Noel King, as well liked a man as you could find in Irish football circles, has gone about his business of interim manager this week with the passion and intelligence that has hallmarked his career.
But his jovial manner with the media has concealed the competitive zeal and no-holds-barred approach which makes him the correct man to guide Ireland at this juncture.
It’s a pity any possibility of Noel keeping the job was so quickly dismissed by John Delaney.
Noel has been sensible and has already done much of the donkey work for the permanent manager by re-integrating Darron Gibson, Anthony Stokes and Andy Reid while also making overtures for Stephen Ireland to return.
Such talent cannot be ignored. Not with our limited pool of talent. And especially during this low period in our footballing history.
The outcasts do have chinks in their armour but they deserve to be ahead of many Trapattoni favourites.
King has made some big calls by omitting Simon Cox, Conor Sammon and Darren O’Dea. O’Dea and Cox were part of the disastrous starting XI that lost 6-1 to Germany in Dublin.

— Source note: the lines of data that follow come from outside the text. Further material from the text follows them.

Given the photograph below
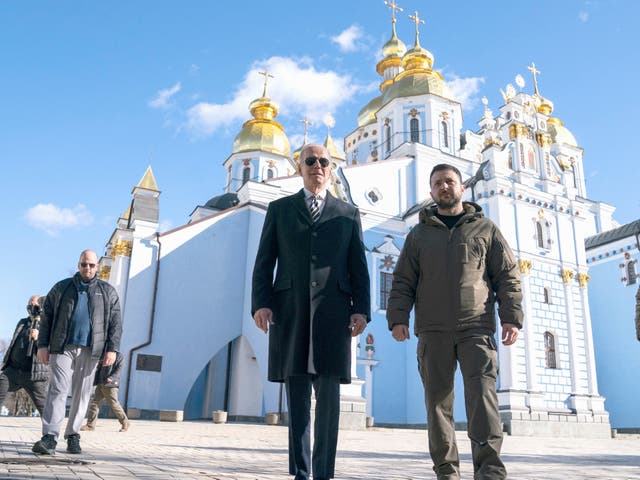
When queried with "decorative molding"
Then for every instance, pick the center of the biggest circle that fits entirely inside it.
(567, 275)
(388, 262)
(517, 130)
(105, 272)
(525, 266)
(543, 139)
(583, 279)
(121, 247)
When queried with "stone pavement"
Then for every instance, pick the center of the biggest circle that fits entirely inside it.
(153, 450)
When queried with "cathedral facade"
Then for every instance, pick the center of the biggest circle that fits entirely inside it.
(189, 337)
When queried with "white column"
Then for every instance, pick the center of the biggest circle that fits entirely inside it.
(579, 400)
(120, 264)
(535, 397)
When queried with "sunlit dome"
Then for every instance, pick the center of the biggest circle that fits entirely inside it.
(262, 132)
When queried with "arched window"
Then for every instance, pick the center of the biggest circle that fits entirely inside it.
(385, 288)
(444, 131)
(631, 273)
(414, 126)
(550, 350)
(387, 134)
(543, 234)
(531, 159)
(539, 235)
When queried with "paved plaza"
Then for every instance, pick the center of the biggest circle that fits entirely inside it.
(154, 450)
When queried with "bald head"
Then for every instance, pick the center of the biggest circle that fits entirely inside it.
(315, 167)
(88, 265)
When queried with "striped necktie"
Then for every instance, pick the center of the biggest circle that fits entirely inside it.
(314, 209)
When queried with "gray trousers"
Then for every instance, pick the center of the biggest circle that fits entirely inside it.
(110, 394)
(438, 354)
(73, 368)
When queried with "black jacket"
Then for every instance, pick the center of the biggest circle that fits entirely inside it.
(321, 279)
(104, 310)
(39, 371)
(109, 376)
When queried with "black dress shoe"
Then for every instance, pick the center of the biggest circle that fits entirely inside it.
(73, 443)
(45, 446)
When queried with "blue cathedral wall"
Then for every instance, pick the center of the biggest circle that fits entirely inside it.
(617, 350)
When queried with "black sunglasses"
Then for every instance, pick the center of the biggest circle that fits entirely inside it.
(312, 161)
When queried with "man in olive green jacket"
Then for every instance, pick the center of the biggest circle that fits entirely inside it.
(454, 266)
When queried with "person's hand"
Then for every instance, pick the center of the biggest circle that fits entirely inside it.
(509, 334)
(400, 332)
(109, 359)
(357, 324)
(263, 318)
(43, 355)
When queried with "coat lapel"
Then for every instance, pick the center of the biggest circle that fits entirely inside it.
(301, 205)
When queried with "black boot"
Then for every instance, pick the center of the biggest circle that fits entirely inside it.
(73, 443)
(45, 446)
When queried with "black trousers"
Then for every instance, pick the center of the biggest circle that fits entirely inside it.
(12, 380)
(325, 438)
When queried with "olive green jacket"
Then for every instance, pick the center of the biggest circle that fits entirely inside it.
(454, 277)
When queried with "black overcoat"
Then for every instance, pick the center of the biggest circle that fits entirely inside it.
(321, 278)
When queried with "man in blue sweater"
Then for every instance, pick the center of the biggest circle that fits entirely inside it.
(81, 326)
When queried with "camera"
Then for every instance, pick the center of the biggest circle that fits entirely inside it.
(34, 310)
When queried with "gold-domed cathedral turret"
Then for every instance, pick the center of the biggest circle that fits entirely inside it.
(537, 148)
(415, 105)
(261, 149)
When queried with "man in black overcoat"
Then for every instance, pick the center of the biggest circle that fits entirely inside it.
(319, 299)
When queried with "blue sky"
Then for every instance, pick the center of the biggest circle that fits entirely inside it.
(91, 93)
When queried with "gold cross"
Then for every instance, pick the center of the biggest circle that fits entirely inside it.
(267, 75)
(417, 20)
(392, 5)
(306, 124)
(532, 69)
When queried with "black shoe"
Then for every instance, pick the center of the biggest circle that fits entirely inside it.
(73, 443)
(45, 446)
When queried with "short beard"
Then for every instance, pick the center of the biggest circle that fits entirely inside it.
(448, 204)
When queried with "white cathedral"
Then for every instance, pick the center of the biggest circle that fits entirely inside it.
(189, 339)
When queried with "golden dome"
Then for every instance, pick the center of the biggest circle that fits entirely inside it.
(392, 52)
(332, 149)
(367, 115)
(417, 58)
(394, 46)
(262, 132)
(559, 133)
(417, 83)
(544, 105)
(417, 78)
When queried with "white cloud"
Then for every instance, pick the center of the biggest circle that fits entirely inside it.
(163, 96)
(350, 39)
(51, 218)
(465, 90)
(298, 87)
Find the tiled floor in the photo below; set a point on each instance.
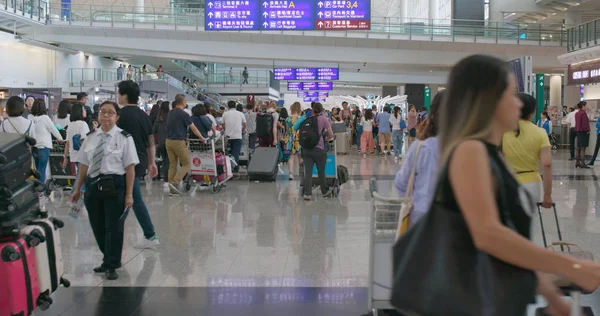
(259, 249)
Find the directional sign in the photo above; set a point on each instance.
(233, 15)
(294, 86)
(288, 15)
(306, 73)
(325, 85)
(310, 86)
(314, 99)
(343, 15)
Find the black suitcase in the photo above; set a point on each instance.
(19, 206)
(15, 160)
(263, 166)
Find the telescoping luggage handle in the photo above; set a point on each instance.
(557, 226)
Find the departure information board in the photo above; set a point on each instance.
(310, 86)
(253, 15)
(306, 73)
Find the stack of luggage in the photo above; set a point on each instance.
(31, 266)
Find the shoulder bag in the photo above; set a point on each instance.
(438, 270)
(407, 204)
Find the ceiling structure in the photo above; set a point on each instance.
(555, 10)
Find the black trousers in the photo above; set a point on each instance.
(310, 157)
(104, 217)
(595, 151)
(572, 137)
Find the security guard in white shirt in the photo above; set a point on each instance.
(107, 159)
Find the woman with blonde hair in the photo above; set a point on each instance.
(478, 225)
(293, 144)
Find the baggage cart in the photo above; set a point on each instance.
(331, 174)
(573, 291)
(209, 164)
(382, 237)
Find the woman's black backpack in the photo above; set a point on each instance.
(308, 134)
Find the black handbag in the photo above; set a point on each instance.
(105, 186)
(438, 270)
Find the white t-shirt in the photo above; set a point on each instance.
(571, 118)
(395, 122)
(212, 119)
(367, 125)
(62, 122)
(77, 127)
(18, 125)
(233, 120)
(44, 129)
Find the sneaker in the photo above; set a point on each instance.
(329, 193)
(147, 243)
(174, 190)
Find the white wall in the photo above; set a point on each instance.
(30, 66)
(592, 92)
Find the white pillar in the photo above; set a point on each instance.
(139, 6)
(555, 90)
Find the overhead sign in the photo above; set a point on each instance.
(306, 73)
(315, 99)
(584, 73)
(344, 15)
(251, 15)
(310, 86)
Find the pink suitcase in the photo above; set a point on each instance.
(18, 276)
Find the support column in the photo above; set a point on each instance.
(555, 91)
(139, 6)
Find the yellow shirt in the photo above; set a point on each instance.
(523, 152)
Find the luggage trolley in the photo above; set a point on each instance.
(209, 164)
(382, 237)
(330, 170)
(60, 177)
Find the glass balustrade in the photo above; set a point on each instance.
(583, 36)
(422, 29)
(33, 9)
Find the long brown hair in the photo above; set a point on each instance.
(475, 86)
(429, 127)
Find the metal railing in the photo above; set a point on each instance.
(104, 15)
(77, 75)
(583, 36)
(33, 9)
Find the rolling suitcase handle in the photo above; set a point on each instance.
(539, 205)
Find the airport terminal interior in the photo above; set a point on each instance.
(255, 247)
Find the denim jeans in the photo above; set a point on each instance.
(358, 135)
(236, 148)
(76, 178)
(42, 162)
(397, 138)
(141, 211)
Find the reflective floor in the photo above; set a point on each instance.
(259, 249)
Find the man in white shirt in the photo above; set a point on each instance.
(572, 135)
(234, 124)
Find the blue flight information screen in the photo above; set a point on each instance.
(281, 15)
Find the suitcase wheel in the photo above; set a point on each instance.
(65, 282)
(10, 254)
(5, 192)
(36, 174)
(35, 238)
(57, 223)
(43, 303)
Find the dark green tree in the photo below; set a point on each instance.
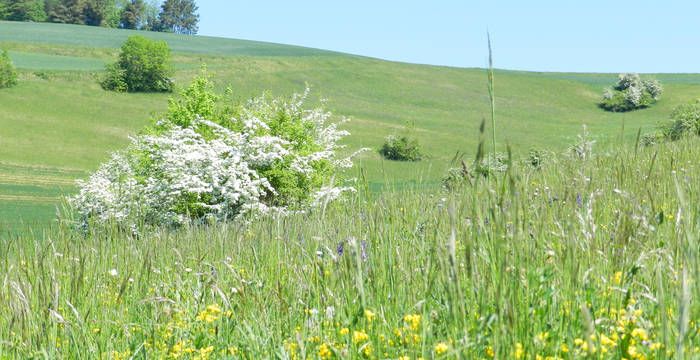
(8, 74)
(96, 11)
(178, 16)
(132, 17)
(68, 12)
(22, 10)
(142, 66)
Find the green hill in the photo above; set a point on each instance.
(58, 124)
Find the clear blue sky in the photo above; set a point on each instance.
(565, 35)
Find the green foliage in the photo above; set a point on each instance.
(143, 66)
(178, 16)
(22, 10)
(132, 17)
(685, 120)
(544, 250)
(630, 93)
(8, 74)
(198, 99)
(68, 12)
(292, 187)
(401, 148)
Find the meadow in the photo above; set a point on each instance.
(585, 257)
(59, 120)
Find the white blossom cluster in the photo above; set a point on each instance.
(160, 179)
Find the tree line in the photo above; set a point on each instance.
(178, 16)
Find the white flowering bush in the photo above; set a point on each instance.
(266, 155)
(630, 93)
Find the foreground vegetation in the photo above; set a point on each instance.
(592, 255)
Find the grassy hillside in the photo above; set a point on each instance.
(593, 258)
(59, 120)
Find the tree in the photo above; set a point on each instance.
(68, 12)
(178, 16)
(8, 74)
(142, 66)
(22, 10)
(132, 17)
(95, 12)
(630, 93)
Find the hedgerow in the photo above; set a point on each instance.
(631, 93)
(207, 160)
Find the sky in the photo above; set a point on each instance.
(563, 36)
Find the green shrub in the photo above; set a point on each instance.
(685, 119)
(402, 148)
(115, 79)
(651, 139)
(142, 66)
(630, 93)
(8, 74)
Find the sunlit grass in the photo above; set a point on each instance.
(583, 259)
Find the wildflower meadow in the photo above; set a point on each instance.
(591, 257)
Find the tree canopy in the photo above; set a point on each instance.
(179, 16)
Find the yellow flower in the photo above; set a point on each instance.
(440, 348)
(518, 350)
(324, 352)
(368, 350)
(369, 315)
(359, 336)
(640, 333)
(214, 308)
(605, 340)
(618, 277)
(413, 320)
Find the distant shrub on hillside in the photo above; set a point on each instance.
(401, 148)
(8, 74)
(142, 66)
(631, 93)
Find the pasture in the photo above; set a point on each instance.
(592, 254)
(593, 258)
(58, 116)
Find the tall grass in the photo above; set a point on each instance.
(588, 257)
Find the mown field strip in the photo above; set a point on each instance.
(33, 180)
(29, 198)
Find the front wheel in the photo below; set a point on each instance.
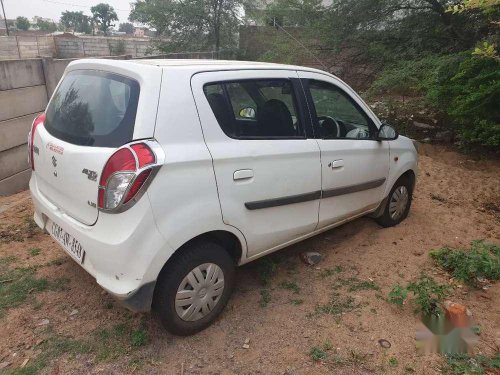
(398, 203)
(194, 288)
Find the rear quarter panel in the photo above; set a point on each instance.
(184, 194)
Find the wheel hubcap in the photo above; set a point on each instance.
(199, 292)
(399, 201)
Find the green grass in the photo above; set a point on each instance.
(318, 354)
(481, 261)
(265, 298)
(56, 262)
(290, 285)
(139, 338)
(106, 344)
(52, 349)
(464, 364)
(337, 306)
(20, 284)
(34, 251)
(16, 285)
(327, 272)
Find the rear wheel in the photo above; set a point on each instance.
(398, 203)
(194, 288)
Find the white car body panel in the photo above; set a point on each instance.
(361, 161)
(278, 168)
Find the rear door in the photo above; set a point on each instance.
(91, 113)
(266, 163)
(354, 165)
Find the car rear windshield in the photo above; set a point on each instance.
(93, 108)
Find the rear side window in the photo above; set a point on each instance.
(93, 108)
(255, 109)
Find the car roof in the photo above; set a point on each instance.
(196, 64)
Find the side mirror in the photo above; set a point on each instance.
(247, 113)
(387, 133)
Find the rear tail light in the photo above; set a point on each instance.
(125, 173)
(31, 137)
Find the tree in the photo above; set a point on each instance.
(46, 25)
(22, 23)
(191, 24)
(103, 16)
(76, 21)
(126, 27)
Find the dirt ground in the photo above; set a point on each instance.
(72, 327)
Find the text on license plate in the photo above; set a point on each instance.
(69, 242)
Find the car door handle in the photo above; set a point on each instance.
(336, 164)
(242, 174)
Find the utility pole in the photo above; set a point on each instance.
(5, 18)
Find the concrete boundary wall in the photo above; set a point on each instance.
(23, 95)
(25, 47)
(25, 88)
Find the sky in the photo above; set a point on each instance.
(53, 8)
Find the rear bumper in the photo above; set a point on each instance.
(120, 249)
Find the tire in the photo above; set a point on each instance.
(388, 217)
(170, 294)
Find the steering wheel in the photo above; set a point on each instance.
(330, 128)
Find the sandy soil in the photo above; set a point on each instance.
(457, 200)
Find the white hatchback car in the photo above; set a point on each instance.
(160, 176)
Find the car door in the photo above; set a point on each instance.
(267, 168)
(354, 165)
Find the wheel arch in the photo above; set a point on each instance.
(226, 239)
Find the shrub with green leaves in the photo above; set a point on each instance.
(427, 292)
(466, 364)
(464, 87)
(481, 261)
(398, 295)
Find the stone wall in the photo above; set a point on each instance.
(25, 47)
(22, 96)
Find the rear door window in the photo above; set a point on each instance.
(93, 108)
(255, 109)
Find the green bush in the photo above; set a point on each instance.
(398, 295)
(428, 294)
(465, 364)
(482, 260)
(463, 87)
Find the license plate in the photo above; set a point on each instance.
(68, 242)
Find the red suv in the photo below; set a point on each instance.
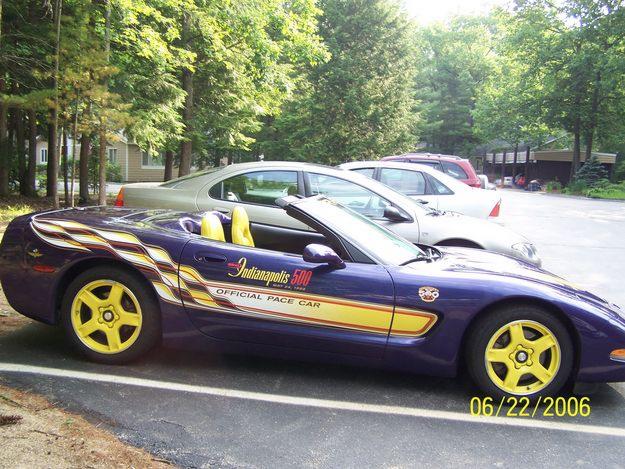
(455, 166)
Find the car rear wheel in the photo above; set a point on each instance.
(520, 351)
(111, 315)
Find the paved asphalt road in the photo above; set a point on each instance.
(297, 421)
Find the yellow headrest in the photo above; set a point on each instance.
(241, 227)
(211, 227)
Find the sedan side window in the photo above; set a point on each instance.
(438, 188)
(454, 170)
(349, 194)
(365, 171)
(258, 187)
(405, 181)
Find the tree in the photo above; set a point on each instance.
(455, 61)
(571, 50)
(359, 104)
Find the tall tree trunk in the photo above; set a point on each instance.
(169, 165)
(53, 163)
(516, 152)
(186, 147)
(102, 169)
(65, 167)
(576, 148)
(31, 176)
(83, 169)
(20, 139)
(53, 156)
(594, 112)
(74, 140)
(527, 165)
(102, 149)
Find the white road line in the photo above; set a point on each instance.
(314, 402)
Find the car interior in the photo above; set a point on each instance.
(237, 229)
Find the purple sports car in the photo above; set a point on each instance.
(120, 280)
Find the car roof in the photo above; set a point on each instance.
(376, 186)
(425, 156)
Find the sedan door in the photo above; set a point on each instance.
(256, 191)
(245, 294)
(410, 183)
(362, 200)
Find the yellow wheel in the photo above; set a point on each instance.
(522, 357)
(520, 351)
(106, 316)
(111, 315)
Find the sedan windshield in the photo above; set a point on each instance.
(374, 240)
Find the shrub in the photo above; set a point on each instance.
(606, 190)
(554, 186)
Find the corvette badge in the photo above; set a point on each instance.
(428, 294)
(35, 253)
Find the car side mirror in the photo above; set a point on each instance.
(393, 214)
(321, 254)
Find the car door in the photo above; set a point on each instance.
(362, 200)
(256, 191)
(252, 295)
(410, 183)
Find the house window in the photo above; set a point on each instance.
(112, 154)
(152, 161)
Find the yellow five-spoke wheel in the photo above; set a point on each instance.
(521, 351)
(111, 315)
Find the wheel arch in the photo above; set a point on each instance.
(83, 265)
(525, 301)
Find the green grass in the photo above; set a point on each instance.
(9, 212)
(614, 192)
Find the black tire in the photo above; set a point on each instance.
(486, 327)
(149, 333)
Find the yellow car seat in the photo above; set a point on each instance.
(241, 227)
(211, 227)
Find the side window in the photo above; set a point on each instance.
(404, 181)
(454, 170)
(259, 187)
(438, 188)
(347, 193)
(365, 171)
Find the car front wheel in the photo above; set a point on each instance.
(111, 315)
(520, 351)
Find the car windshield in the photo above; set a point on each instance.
(374, 240)
(181, 180)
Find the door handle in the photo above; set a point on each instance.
(209, 257)
(223, 210)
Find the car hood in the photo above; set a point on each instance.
(438, 226)
(476, 262)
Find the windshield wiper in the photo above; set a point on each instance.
(430, 255)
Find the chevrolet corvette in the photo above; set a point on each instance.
(120, 280)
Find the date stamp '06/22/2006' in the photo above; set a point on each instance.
(524, 407)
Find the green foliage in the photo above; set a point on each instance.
(113, 172)
(606, 190)
(359, 104)
(591, 173)
(454, 60)
(554, 186)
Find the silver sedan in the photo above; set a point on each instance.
(256, 186)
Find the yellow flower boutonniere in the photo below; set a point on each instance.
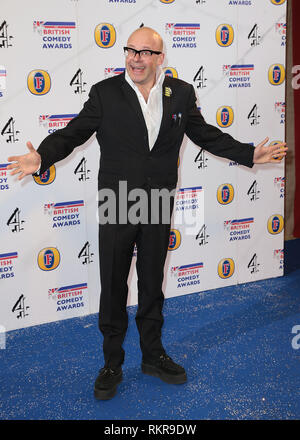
(168, 92)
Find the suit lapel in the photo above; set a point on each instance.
(167, 97)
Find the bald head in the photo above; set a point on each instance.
(146, 36)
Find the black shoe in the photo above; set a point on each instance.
(166, 369)
(107, 382)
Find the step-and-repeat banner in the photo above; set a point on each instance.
(51, 53)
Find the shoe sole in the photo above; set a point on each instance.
(168, 378)
(106, 394)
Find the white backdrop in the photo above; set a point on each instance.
(51, 53)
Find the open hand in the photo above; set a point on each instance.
(270, 154)
(25, 164)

I have great sympathy for King as he attempts to familiarise himself with the squad while putting in place a new formation and tactics. Matching up to one of the top three teams in the world is the biggest challenge of his storied coaching career. To find the isolation and time to settle on a starting team and approach is never easy.
One thing’s for sure, those picked will know exactly what their responsibilities are.
That was not the case the last time against the Germans. Keith Fahey was in the middle of a three-man midfield flanked by Keith Andrews and James McCarthy but it was obvious none of them were given instructions about dealing with Bastian Schweinsteiger and Sami Khedira, or Mesut Ozil in his advanced number 10 role.
We were overrun through the middle and everywhere else on that black night.
The good news is only Séamus Coleman, McCarthy and possibly Aiden McGeady will reappear tonight.
The Germans have also changed a little, with Marcel Schmelzer and Marco Reus, the Dortmund pair who ran amok down the left side in Dublin, out injured.
Joachim Löw has an abundance of alternatives. Philipp Lahm, Toni Kroos, the excellent Julian Draxler of Schalke and Chelsea’s André Schürrle are likely to feature, and probably sparkle, tonight.
How do we prevent Germany’s power over-running us again? The 4-2-3-1 system will often become 4-5-1 as the home side dominates possession but that system should allow sufficient support to the lone front man – Robbie, if fit – when we do get on the ball.